Create an entity class that extends the logger class.

ConsoleLogger.java

public class ConsoleLogger extends AbstractLogger {

   public ConsoleLogger(int level){
      this.level = level;
   }

   @Override
   protected void write(String message) {     
      System.out.println("Standard Console::Logger: " + message);
   }
}

ErrorLogger.java

public class ErrorLogger extends AbstractLogger {

   public ErrorLogger(int level){
      this.level = level;
   }

   @Override
   protected void write(String message) {       
      System.out.println("Error Console::Logger: " + message);
   }
}

FileLogger.java

public class FileLogger extends AbstractLogger {

   public FileLogger(int level){
      this.level = level;
   }

   @Override
   protected void write(String message) {     
      System.out.println("File::Logger: " + message);
   }
}

Step 3

Create different types of loggers. G ive them different error levels and set the next recorder in each logger.
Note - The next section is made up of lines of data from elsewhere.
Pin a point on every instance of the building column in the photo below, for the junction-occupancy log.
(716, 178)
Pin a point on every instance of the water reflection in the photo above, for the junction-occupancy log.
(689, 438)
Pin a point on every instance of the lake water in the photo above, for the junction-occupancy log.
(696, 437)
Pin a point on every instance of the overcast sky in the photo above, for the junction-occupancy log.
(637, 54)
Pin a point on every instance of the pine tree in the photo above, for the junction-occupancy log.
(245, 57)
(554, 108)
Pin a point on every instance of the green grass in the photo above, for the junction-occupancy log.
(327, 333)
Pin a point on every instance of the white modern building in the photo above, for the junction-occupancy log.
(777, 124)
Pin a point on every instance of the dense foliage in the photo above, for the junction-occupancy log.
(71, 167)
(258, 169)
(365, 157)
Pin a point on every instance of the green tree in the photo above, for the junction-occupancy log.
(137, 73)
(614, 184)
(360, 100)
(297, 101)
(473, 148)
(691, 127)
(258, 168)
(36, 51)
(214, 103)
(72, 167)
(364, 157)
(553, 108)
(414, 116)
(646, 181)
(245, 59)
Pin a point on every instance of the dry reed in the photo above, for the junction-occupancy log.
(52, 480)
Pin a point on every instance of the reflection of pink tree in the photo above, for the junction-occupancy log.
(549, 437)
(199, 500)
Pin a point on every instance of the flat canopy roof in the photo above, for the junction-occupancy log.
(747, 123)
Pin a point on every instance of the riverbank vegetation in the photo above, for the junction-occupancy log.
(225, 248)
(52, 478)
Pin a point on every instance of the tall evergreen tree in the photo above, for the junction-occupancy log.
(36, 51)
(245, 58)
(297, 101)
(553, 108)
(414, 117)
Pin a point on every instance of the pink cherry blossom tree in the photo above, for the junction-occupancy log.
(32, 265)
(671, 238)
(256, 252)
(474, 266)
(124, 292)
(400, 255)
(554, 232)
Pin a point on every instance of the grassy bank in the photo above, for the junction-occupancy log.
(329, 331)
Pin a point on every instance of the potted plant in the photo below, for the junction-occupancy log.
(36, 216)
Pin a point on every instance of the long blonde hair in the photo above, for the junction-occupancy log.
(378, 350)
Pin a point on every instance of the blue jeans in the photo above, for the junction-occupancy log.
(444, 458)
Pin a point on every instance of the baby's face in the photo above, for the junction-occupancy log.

The next logger in each logger represents a part of the chain.

ChainPatternDemo.java

public class ChainPatternDemo {
  
   private static AbstractLogger getChainOfLoggers(){

      AbstractLogger errorLogger = new ErrorLogger(AbstractLogger.ERROR);
      AbstractLogger fileLogger = new FileLogger(AbstractLogger.DEBUG);
      AbstractLogger consoleLogger = new ConsoleLogger(AbstractLogger.INFO);

      errorLogger.setNextLogger(fileLogger);
      fileLogger.setNextLogger(consoleLogger);

      return errorLogger;    
   }

   public static void main(String[] args) {
      AbstractLogger loggerChain = getChainOfLoggers();

      loggerChain.logMessage(AbstractLogger.INFO, 
         "This is an information.");

      loggerChain.logMessage(AbstractLogger.DEBUG, 
         "This is an debug level information.");

      loggerChain.logMessage(AbstractLogger.ERROR, 
         "This is an error information.");
   }
}

Step 4

Verify the output.

Standard Console::Logger: This is an information.
File::Logger: This is an debug level information.
Standard Console::Logger: This is an debug level information.
Error Console::Logger: This is an error information.
File::Logger: This is an error information.
Standard Console::Logger: This is an error information.